5. What are the most important areas of activities for anarchists in Korea today? Are there different currents within the anarchist movement?
i don't know if there ONE single most important area in anarchists in korea today.
there are many areas and issues that individual anarchists are interested in.
one area is making urban autonomous communities organizing efforts in seoul and other major cities, and also going back to rural areas to establish self-suuficient villages.
in peace movement, anarchist presence is strong.
in human rights movement, many dedicated activists show strong anti-statest, ant-authoritarian tendencies.
and in minorities movement and anti-discrimination movement, anarchism is a major element.
a new, different current in anarchism emerged from cultural movement from late 1990s.
music scene (punk rock and etc) embraced DIY culture and it became politicized.

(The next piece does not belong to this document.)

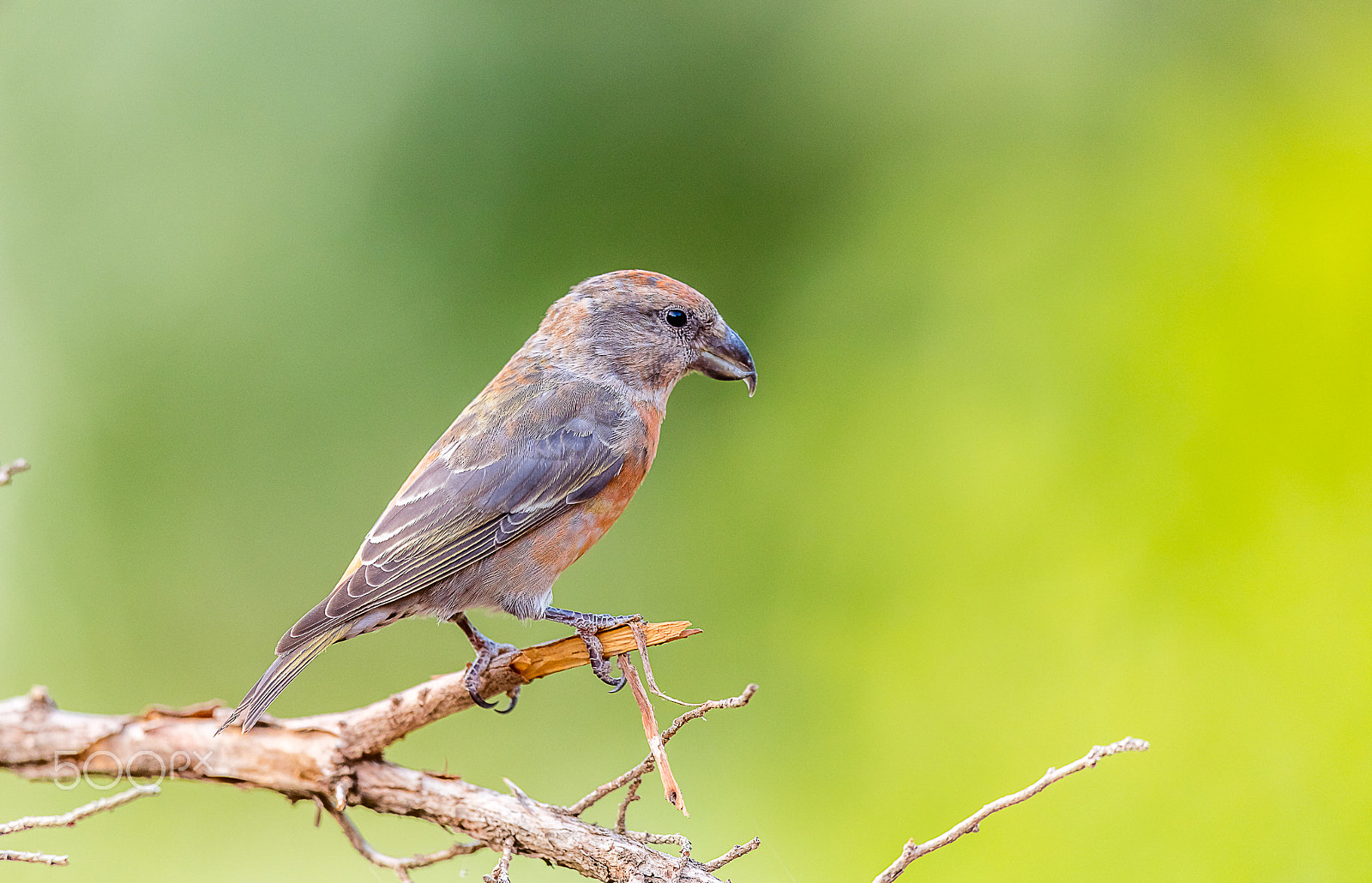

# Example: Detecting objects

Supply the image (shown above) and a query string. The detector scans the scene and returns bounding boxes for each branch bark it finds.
[0,622,751,883]
[871,736,1148,883]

cultural activists were inherenetly anti-authoritarian from the begining and so it was natural for them to show anarchists tendencies in many genres.
but still they don't want to label themsleves as anarchists, which does not matter at all.
what they actually do matters, not their lables.
6. What is your future vision for anarchism in Korea - and beyond?
for anarchists in korean society, we see tons of works to be done.
korea is a very male-dominated society.
overcoming patriarchy is a big issue.
the state also does not allow its citizens to actually excercize political freedom when it comes to criticizing government and large companies (Samsung, Hyundai, etc), when necessary, it even takes fascist-like drastic, violent measures to oppress civil society. so we have a long way ahead to go to actually completly change korean society.
we have to fight every minute of our time in each area and in each issue to curb, break and smash capitalist state system.
in doing so, we learn every day that the simple anarchist principles really help.
we live our future today by making anarchist communes real in our everyday struggle.